Nevertheless, the Dollar Index does seem to have settled in 2015, into a range between 95-100
There is certainly an historic ‘inverse correlation’ between the US Dollar Index and the price of gold, one that many traders do use to regulate the level of their gold holdings.
Interest Rates Announcements
US Federal Reserve Chairman, Janet Yellen, has more than hinted that interest rates will rise by the end of 2015.
The Canadian Governor of the Bank of England, Mark Carney, has also signalled that UK interest rates could begin to rise in a similar time frame.
With interest rates having been locked at “practically zero” for many years now, and hence delivering effectively no returns, gold seemed like a convenient “store of value” place to “park” funds.

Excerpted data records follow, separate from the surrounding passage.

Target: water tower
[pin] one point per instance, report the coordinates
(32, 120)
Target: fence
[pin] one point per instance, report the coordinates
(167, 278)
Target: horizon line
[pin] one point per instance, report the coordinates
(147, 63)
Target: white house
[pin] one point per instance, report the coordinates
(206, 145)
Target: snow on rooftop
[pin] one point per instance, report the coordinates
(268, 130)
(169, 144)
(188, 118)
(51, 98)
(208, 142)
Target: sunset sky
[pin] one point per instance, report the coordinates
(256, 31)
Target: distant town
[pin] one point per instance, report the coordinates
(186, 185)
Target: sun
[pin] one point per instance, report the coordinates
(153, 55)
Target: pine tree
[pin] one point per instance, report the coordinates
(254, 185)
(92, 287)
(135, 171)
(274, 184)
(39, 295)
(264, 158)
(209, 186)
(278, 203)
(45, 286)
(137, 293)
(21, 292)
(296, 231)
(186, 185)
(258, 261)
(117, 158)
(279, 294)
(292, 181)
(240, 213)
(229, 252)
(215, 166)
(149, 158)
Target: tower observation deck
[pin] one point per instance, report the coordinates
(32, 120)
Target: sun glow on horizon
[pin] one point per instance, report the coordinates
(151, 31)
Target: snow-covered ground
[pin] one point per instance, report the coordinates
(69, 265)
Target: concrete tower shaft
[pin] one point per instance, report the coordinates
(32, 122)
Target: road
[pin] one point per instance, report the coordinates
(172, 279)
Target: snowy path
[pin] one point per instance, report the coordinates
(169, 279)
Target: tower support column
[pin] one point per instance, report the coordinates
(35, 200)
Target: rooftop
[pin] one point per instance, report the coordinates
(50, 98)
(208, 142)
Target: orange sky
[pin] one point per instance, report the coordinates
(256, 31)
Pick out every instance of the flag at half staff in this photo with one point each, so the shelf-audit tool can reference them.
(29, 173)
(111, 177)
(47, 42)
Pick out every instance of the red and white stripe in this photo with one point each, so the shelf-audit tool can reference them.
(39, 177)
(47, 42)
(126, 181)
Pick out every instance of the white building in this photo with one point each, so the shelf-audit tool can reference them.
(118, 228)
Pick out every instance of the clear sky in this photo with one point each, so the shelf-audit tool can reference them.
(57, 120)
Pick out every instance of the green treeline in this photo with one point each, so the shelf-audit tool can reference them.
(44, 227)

UK Interest rates have not remained so “unchanged” since the post-war Clement Atlee government of the 1940’s … but now that interest rates are threatening to finally rise, speculators are “shuffling their deck” and allocating funds (and metals) accordingly.
Whether such interest rate hikes are even possible, given the huge disconnect between ‘The Markets’ and ‘The High Street’ though, is a moot point, and actual rises remain to be seen.
And finally, to Greece.
After months of uncertainty, the albeit cobbled together, imposed, “fake solution” to the Greek debt crisis, as well as as the hugely limited “re-opening of Greek Banks”, has been enough to take the immediate angst out the minds of many traders, and hence has taken yet another ‘flight to safety’ reason to buy gold, out of the equation too.
However long the current “extend and pretend” farce and nonsense can be carried on for, doesn’t change the immediate fact that to the minds of many traders, a ‘Grexit’ would have been a huge “unknown”, and hence this too consequently, has added to the flight from, and downward pressure on, gold.
As you can see, every one of the “factors” that have converged to suppress the price of gold, are Central Bank fabricated.
Until such times though as the choke hold that Central Banking has over both Politicians, and consequently the People they purportedly “represent”, the one-sided “news manipulation & manufacturing” will continue.